さらわれてからもう何年も過ぎていましたが、デイジーは、お父さんがまだ生きていると思い続けていました。彼女は頭のいい女の子です、お父さんがイッカボッグのことを信じていなかったことは知っていました。だからきっと今頃は、どこかの牢獄にいて、鉄格子の間から、デイジーが毎晩眠りにつく前に見ているのと同じ月を眺めているに違いないと信じていたのです。
そして、グランターばあさんのところに来てから6年目のある夜、
デイジーは、ホプキンズの双子を寝かしつけてから、マーサのとなりの寝床に横たわり、いつものように、色あせた金色の月を見上げました。そして気づいたのです、お父さんはもう生きていないだろうと思っていることに。その望みは、荒れた巣から飛び去った鳥のように、デイジーの心から消え去っていたのです。

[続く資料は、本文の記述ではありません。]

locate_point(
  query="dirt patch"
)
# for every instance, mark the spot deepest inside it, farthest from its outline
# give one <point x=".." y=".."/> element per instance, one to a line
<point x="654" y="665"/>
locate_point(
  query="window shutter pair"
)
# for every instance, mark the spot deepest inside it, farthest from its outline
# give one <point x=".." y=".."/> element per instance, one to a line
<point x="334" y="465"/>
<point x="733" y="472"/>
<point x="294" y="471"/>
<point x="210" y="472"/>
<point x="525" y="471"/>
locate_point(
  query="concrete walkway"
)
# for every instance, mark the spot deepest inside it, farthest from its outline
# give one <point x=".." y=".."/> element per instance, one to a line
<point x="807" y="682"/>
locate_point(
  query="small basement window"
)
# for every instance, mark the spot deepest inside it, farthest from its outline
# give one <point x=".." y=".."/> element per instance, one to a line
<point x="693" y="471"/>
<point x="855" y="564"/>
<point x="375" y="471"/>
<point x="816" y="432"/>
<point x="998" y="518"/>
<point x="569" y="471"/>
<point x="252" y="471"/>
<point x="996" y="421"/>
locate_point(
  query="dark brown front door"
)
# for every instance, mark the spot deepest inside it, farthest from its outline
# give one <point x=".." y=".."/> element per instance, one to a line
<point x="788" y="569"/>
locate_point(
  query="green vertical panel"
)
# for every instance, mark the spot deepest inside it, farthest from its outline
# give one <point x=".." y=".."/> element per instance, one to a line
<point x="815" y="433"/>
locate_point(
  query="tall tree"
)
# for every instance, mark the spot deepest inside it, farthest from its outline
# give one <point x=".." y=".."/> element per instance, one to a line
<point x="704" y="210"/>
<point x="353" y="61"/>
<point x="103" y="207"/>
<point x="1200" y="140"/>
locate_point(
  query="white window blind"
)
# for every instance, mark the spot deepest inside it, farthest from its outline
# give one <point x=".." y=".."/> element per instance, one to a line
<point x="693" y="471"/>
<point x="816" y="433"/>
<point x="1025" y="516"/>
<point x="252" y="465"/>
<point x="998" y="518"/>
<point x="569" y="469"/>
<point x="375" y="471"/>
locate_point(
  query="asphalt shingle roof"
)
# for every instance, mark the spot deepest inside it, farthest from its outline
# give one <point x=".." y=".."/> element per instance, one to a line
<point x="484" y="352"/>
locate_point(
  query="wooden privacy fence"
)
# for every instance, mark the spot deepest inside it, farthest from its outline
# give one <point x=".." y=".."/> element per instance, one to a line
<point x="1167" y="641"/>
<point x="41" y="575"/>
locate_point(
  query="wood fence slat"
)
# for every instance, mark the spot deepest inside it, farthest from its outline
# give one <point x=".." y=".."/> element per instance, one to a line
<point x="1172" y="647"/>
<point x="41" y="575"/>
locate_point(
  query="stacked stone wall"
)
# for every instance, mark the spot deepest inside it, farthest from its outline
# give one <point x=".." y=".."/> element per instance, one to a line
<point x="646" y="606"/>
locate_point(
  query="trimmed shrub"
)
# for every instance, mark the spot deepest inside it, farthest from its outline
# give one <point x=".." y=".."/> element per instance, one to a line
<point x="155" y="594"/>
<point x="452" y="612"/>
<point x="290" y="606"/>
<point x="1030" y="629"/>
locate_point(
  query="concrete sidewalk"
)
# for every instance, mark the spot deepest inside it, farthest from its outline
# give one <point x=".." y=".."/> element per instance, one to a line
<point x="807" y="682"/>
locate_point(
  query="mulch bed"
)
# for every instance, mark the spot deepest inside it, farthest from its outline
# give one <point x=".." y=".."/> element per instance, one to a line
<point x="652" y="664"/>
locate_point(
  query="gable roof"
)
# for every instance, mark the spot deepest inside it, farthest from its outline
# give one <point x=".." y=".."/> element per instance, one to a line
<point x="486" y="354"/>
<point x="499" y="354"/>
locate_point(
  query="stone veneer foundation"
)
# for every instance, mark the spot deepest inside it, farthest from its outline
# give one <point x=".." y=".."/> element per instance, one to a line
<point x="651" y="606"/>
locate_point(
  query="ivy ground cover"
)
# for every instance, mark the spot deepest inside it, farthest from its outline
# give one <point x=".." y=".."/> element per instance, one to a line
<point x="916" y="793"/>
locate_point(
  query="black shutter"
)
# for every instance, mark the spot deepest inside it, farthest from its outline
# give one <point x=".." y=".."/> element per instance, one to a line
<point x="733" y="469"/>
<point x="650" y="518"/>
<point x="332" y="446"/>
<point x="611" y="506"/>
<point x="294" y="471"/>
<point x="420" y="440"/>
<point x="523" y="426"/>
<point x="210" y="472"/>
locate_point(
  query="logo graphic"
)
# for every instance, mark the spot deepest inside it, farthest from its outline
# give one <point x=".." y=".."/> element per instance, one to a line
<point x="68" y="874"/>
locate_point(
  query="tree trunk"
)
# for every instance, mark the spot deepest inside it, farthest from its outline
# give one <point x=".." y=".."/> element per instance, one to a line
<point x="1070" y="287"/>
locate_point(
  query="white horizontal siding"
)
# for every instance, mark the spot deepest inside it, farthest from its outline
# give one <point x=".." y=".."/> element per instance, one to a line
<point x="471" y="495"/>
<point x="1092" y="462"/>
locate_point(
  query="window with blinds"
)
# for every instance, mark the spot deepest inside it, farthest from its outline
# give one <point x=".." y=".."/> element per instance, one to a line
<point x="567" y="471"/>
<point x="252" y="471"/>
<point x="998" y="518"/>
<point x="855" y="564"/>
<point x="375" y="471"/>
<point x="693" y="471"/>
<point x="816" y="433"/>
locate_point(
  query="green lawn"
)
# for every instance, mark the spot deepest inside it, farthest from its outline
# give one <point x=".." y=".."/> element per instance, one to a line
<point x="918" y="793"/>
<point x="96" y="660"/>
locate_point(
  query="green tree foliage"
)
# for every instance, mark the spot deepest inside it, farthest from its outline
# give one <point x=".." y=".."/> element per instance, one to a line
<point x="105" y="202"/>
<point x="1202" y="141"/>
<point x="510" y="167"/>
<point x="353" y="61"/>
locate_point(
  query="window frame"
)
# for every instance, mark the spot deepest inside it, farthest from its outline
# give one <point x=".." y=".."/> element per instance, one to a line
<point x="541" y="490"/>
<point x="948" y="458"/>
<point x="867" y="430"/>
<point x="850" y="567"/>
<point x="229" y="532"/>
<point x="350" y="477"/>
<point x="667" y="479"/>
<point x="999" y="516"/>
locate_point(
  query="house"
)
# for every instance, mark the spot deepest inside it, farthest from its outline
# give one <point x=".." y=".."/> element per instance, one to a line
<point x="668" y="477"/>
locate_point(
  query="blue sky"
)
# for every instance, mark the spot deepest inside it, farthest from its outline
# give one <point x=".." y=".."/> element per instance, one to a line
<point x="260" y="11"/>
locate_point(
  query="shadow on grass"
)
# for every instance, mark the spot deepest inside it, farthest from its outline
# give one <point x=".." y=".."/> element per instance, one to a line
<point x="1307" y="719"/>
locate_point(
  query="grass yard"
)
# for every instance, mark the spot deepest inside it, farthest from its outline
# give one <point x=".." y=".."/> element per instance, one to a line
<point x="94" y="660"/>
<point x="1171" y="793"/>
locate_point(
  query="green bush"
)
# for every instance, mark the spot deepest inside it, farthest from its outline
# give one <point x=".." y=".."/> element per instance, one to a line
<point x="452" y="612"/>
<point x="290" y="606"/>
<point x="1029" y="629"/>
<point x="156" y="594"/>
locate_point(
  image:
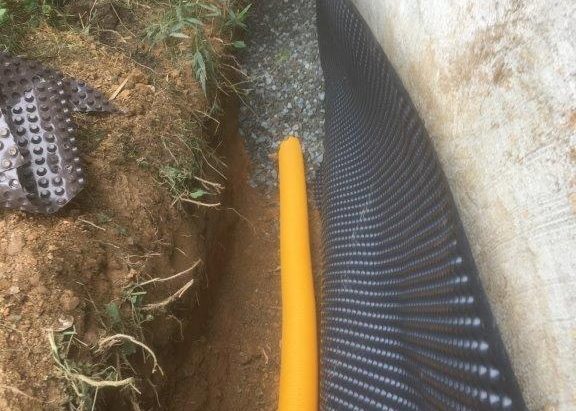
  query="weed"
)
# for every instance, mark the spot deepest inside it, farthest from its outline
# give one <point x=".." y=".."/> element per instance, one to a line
<point x="18" y="17"/>
<point x="109" y="363"/>
<point x="202" y="31"/>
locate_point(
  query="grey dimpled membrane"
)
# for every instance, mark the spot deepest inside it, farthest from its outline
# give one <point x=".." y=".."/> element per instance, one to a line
<point x="405" y="324"/>
<point x="40" y="167"/>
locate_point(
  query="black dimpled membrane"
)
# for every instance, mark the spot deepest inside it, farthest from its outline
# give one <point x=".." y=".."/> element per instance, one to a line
<point x="405" y="324"/>
<point x="40" y="167"/>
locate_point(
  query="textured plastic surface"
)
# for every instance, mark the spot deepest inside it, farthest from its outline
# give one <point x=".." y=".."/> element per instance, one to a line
<point x="405" y="323"/>
<point x="40" y="168"/>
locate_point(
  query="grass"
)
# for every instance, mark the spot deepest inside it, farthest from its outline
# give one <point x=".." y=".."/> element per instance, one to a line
<point x="110" y="364"/>
<point x="202" y="34"/>
<point x="203" y="31"/>
<point x="17" y="17"/>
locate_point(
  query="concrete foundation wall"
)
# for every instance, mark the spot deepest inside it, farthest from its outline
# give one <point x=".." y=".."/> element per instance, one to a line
<point x="495" y="82"/>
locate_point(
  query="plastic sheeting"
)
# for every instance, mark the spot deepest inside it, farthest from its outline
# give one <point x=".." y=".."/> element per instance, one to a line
<point x="405" y="323"/>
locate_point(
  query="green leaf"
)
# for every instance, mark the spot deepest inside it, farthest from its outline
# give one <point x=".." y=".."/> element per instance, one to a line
<point x="179" y="35"/>
<point x="113" y="312"/>
<point x="194" y="22"/>
<point x="200" y="69"/>
<point x="198" y="194"/>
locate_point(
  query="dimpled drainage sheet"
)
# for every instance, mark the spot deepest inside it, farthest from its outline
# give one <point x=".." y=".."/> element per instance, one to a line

涙があふれてきました、でもデイジーは、お父さんはきっともっといい場所、あの空の彼方の天国にお母さんといっしょにいる、そう自分に言い聞かせました。もうこの世にはいないのだから、お母さんとお父さんは、どこでも好きなところで暮らせる、デイジーの心の中にも。そう思うことで自分を慰めていたのです。そしてお母さんとお父さんの思い出を、いつまでも心の中に、消えない炎のように燃やし続けなければと思うのでした。
それでも、心の中だけというのはさみしいものです。もう一度帰ってきてほしい、そして抱きしめてほしい、それが一番の願いなのですから。
デイジーは、孤児院の他の子供達と違って、両親のことをはっきりと覚えていました。たくさん愛された思い出が、デイジーを支えていたのです。そして、両親からもらった優しさとハグを恋しく思う分、孤児院の小さな子供達にも、毎日優しさとハグをあげていました。
けれども、デイジーを支えていたのは、お母さんとお父さんの思い出だけではありませんでした。デイジーは、何か不思議な使命のようなものを感じていたのです。自分の運命だけでなく、コルヌコピアの運命までも変えてしまうような何か。その不思議な気持ちについては、誰にも、親友のマーサにさえ、話したことはありませんでした。でもそれが、デイジーを強くしていたのです。いつかきっとチャンスが訪れる、そう確信していました。